Die Inhaberin der angegriffenen Marke beantragt sinngemäß, den Beschluss der Markenstelle vom 25. Juni 2003 aufzuheben und den Widerspruch insoweit zurückzuweisen.

Die Widersprechende beantragt, die Beschwerde zurückzuweisen.

Die Widersprechende legt Unterlagen zum Nachweis der Markenserienbildung vor und bezieht sich im Wesentlichen auf die Ausführungen im Beschluss der Markenstelle.

Ergänzend wird auf den Akteninhalt Bezug genommen.

II.

Die zulässige Beschwerde hat in der Sache keinen Erfolg.

Die Beschwerde ist - entgegen der Auffassung der Markeninhaberin - nicht etwa deshalb begründet, weil der Widerspruch unzulässig ist. Der Widerspruch wurde für die Firma D... GmbH & Co. KG eingelegt, die zum damaligen Zeit- punkt im Register als Inhaberin der Widerspruchsmarke eingetragen war (vgl.
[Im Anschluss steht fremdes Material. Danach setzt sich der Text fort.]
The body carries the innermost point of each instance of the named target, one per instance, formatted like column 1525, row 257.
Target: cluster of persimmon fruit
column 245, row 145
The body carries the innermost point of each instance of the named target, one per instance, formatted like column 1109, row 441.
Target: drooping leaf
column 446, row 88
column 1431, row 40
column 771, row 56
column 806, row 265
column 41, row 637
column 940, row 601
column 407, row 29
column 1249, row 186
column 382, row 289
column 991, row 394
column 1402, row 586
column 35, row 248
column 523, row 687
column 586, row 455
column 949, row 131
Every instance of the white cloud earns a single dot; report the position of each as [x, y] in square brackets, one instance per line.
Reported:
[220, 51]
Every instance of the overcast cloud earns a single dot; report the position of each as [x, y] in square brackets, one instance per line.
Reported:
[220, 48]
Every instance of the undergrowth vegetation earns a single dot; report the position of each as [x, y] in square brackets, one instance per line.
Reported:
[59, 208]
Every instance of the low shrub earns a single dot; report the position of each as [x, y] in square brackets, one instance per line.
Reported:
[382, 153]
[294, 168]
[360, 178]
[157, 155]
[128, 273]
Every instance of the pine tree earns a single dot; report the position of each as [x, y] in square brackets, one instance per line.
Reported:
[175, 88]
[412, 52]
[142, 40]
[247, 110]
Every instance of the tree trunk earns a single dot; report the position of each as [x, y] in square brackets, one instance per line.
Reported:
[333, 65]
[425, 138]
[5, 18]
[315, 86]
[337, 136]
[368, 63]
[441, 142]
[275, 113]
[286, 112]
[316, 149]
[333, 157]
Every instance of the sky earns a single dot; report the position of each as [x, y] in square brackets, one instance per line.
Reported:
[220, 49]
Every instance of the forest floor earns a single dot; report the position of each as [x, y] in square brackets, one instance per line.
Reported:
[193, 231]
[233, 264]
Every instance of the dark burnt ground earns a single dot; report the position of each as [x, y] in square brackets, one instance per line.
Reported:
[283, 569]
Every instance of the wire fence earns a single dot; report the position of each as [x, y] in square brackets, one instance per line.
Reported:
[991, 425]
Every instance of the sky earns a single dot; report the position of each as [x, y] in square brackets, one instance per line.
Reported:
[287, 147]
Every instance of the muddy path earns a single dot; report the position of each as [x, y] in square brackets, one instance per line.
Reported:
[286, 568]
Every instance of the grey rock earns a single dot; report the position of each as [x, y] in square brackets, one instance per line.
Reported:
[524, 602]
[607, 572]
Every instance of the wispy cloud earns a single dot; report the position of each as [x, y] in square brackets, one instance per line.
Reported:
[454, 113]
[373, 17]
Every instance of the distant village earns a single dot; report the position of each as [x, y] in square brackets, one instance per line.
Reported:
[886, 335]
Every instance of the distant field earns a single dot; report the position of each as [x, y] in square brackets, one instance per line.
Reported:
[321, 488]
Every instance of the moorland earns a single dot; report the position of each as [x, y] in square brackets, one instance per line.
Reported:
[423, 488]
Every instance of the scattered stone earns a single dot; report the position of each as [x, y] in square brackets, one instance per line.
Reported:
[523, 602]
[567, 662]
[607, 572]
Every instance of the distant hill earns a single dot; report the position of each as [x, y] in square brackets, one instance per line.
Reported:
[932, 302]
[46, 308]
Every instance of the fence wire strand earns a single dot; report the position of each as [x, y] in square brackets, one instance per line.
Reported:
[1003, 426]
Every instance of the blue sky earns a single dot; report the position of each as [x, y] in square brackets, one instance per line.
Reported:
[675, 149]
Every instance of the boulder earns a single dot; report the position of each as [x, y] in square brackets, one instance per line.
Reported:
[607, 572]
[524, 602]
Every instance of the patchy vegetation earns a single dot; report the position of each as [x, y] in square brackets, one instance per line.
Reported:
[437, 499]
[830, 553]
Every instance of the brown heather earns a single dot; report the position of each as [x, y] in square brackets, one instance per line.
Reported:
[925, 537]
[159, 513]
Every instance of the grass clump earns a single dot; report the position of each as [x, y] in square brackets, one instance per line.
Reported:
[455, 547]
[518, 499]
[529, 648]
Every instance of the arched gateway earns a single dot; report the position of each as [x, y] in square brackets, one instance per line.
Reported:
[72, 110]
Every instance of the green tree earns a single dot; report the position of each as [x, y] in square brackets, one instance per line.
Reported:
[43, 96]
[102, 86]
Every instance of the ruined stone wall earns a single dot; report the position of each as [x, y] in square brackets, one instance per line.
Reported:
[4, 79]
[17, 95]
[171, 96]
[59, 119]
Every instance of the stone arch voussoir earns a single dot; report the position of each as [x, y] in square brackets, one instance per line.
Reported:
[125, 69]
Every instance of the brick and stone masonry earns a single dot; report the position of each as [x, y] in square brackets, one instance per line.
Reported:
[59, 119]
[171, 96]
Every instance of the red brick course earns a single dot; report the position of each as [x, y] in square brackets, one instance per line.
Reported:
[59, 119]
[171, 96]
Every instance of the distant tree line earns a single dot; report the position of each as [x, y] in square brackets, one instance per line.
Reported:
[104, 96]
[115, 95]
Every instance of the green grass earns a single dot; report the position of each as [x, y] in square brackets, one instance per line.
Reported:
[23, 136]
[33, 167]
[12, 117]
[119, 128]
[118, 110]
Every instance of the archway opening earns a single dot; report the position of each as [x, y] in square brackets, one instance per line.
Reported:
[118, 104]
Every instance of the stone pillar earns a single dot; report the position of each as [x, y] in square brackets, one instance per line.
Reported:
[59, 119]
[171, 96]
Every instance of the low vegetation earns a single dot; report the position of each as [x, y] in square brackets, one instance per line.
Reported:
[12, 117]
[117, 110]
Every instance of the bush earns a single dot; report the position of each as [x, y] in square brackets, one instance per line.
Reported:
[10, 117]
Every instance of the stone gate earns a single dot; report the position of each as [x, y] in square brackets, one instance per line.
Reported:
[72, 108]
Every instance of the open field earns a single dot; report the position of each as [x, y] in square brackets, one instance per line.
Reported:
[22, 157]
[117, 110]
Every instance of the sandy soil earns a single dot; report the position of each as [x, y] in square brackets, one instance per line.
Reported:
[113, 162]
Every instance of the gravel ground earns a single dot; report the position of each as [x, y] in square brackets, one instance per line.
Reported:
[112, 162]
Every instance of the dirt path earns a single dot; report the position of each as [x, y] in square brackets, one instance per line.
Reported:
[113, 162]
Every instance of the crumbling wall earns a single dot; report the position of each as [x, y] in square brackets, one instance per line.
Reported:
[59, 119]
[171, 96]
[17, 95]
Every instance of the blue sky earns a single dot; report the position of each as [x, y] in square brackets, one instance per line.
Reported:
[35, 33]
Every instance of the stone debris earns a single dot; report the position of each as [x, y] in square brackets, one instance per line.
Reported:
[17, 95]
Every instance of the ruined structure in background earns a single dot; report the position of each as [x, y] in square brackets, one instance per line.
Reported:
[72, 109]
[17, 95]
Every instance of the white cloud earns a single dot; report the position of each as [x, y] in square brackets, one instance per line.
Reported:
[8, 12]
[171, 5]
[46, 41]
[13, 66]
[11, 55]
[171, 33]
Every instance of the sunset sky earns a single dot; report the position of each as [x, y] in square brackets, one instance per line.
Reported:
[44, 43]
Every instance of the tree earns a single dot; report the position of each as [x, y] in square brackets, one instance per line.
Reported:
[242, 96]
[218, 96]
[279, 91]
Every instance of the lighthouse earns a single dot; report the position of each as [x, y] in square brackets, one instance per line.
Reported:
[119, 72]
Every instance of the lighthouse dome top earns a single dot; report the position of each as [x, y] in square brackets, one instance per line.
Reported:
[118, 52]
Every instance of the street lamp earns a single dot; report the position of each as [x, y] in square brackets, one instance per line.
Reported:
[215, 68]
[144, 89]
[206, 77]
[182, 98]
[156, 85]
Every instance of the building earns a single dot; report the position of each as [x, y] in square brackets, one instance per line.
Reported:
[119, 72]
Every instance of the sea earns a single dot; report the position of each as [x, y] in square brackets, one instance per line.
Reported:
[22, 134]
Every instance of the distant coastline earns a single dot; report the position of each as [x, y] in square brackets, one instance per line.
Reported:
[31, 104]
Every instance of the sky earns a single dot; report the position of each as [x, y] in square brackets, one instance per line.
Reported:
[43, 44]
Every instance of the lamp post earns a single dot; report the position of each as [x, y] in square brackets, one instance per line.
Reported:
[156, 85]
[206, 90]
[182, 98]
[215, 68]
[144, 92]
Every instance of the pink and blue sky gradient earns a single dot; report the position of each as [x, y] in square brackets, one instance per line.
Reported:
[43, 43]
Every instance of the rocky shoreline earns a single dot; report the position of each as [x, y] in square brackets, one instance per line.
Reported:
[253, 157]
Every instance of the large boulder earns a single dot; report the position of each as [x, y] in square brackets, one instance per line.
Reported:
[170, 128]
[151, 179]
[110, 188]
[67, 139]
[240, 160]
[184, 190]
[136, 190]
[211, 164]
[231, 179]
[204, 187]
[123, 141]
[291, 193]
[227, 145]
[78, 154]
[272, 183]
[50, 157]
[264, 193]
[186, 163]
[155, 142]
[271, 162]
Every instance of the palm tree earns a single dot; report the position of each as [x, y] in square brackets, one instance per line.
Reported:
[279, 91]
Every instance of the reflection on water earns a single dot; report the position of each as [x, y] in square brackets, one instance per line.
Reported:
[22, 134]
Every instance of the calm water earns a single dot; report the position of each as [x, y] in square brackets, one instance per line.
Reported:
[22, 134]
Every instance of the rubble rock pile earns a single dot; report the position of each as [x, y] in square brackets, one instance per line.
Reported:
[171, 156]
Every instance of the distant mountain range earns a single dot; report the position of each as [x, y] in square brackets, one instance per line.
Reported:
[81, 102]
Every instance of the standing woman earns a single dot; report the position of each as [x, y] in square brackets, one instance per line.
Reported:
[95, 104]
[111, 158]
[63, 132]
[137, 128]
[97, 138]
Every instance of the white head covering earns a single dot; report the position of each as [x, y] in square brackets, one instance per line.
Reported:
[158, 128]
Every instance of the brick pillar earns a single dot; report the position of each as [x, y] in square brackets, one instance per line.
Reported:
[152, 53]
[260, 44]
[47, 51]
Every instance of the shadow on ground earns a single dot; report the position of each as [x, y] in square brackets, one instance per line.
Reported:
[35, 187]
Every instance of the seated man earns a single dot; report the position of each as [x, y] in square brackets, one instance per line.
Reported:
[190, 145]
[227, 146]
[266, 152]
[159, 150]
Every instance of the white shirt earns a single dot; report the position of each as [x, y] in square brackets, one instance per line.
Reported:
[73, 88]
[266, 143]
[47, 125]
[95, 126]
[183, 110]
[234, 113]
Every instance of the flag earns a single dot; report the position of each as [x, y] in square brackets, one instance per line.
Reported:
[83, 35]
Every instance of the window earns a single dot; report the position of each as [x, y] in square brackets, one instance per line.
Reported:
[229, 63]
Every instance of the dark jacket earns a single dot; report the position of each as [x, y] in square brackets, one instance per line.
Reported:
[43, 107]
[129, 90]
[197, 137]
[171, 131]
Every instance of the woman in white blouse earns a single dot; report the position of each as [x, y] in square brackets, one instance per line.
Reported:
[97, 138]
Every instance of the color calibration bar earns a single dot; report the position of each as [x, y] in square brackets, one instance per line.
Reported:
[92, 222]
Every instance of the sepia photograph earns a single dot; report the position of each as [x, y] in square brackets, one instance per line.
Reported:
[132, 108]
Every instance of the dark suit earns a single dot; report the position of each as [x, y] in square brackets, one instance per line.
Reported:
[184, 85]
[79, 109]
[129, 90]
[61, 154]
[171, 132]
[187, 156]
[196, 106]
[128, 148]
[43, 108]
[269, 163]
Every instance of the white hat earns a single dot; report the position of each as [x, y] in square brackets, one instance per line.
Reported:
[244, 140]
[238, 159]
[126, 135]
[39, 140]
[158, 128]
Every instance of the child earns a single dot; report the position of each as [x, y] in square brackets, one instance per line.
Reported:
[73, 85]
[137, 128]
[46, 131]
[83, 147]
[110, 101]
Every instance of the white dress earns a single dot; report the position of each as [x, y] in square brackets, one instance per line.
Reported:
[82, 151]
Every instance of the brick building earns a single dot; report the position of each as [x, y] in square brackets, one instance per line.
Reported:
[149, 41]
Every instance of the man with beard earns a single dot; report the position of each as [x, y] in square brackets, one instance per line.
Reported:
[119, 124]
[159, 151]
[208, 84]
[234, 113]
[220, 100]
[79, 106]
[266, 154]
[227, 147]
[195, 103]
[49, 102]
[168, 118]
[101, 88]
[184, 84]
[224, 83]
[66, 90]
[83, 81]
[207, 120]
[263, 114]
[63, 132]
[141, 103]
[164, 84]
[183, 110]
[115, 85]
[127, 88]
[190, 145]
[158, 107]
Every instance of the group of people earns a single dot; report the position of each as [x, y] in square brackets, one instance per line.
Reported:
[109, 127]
Anschreiben vom 5. November 1997, Bl. 16 d. AA). Auf dem Formblatt wurde mit einem Zusatz in Klammern auf einen Antrag auf Umschreibung auf die D... GmbH hingewiesen.

Der Widerspruch war damit zulässig erhoben, weil vom Eingang des Umschreibungsantrags bis zur Entscheidung darüber die bisherige Rechtsinhaberin nach § 28 Abs. 1 MarkenG hierzu formell berechtigt war (vgl. Ströbele/Hacker Markengesetz, 8. Aufl., § 28 Rdn. 10).

Die Markenstelle hat nach Auffassung des Senats die Gefahr von Verwechslungen zwischen den Marken zutreffend beurteilt und die teilweise Löschung der angegriffenen Marke zu Recht angeordnet, § 9 Absatz 1 Nr. 2 MarkenG.

1. Die Frage der Verwechslungsgefahr ist unter Berücksichtigung aller Umstände, insbesondere der zueinander in Wechselbeziehung stehenden Faktoren der Ähnlichkeit der Marken, der Ähnlichkeit der damit gekennzeichneten Waren sowie der Kennzeichnungskraft der prioritätsälteren Marke zu beurteilen, wobei insbesondere ein geringerer Grad der Ähnlichkeit der Marken durch einen höheren Grad der Ähnlichkeit der Waren ausgeglichen werden kann und umgekehrt (BGH in st. Rspr., vgl. WRP 2004, 1281 - Mustang; WRP 2004, 907 - Kleiner Feigling; WRP 2004, 1043 - NEURO-VIBOLEX/NEURO-FIBRAFLEX).

Der Senat geht bei seiner Entscheidung mangels anderweitiger Anhaltspunkte von einer durchschnittlichen Kennzeichnungskraft und damit von einem normalen Schutzumfang der Widerspruchsmarke aus. Der von der Widersprechenden mit Schriftsatz vom 24. August 2005 behauptete gesteigerte Schutzumfang der älteren Marke ist allein mit dem Vortrag, die erhöhte Kennzeichnungskraft ergebe sich aus der seit Jahrzehnten umfangreichen Nutzung als Firmen- und Produktmarke, nicht zu belegen. Auch wenn die Inhaberin der angegriffenen Marke sich zu diesem Vorbringen der Widersprechenden nicht mehr geäußert und es damit auch nicht bestritten hat (vgl. Ströbele/Hacker a. a. O. § 9, Rdn. 194), sind die allgemeinen Angaben der Widersprechenden kein ausreichender Nachweis für einen erhöhten Schutzumfang der Widerspruchsmarke. Vielmehr obliegt es der Widersprechenden, die vorgetragene Tatsachenbehauptung in ausreichendem Umfang glaubhaft zu machen (vgl. Ströbele/Hacker a. a. O. § 9 Rdn. 195).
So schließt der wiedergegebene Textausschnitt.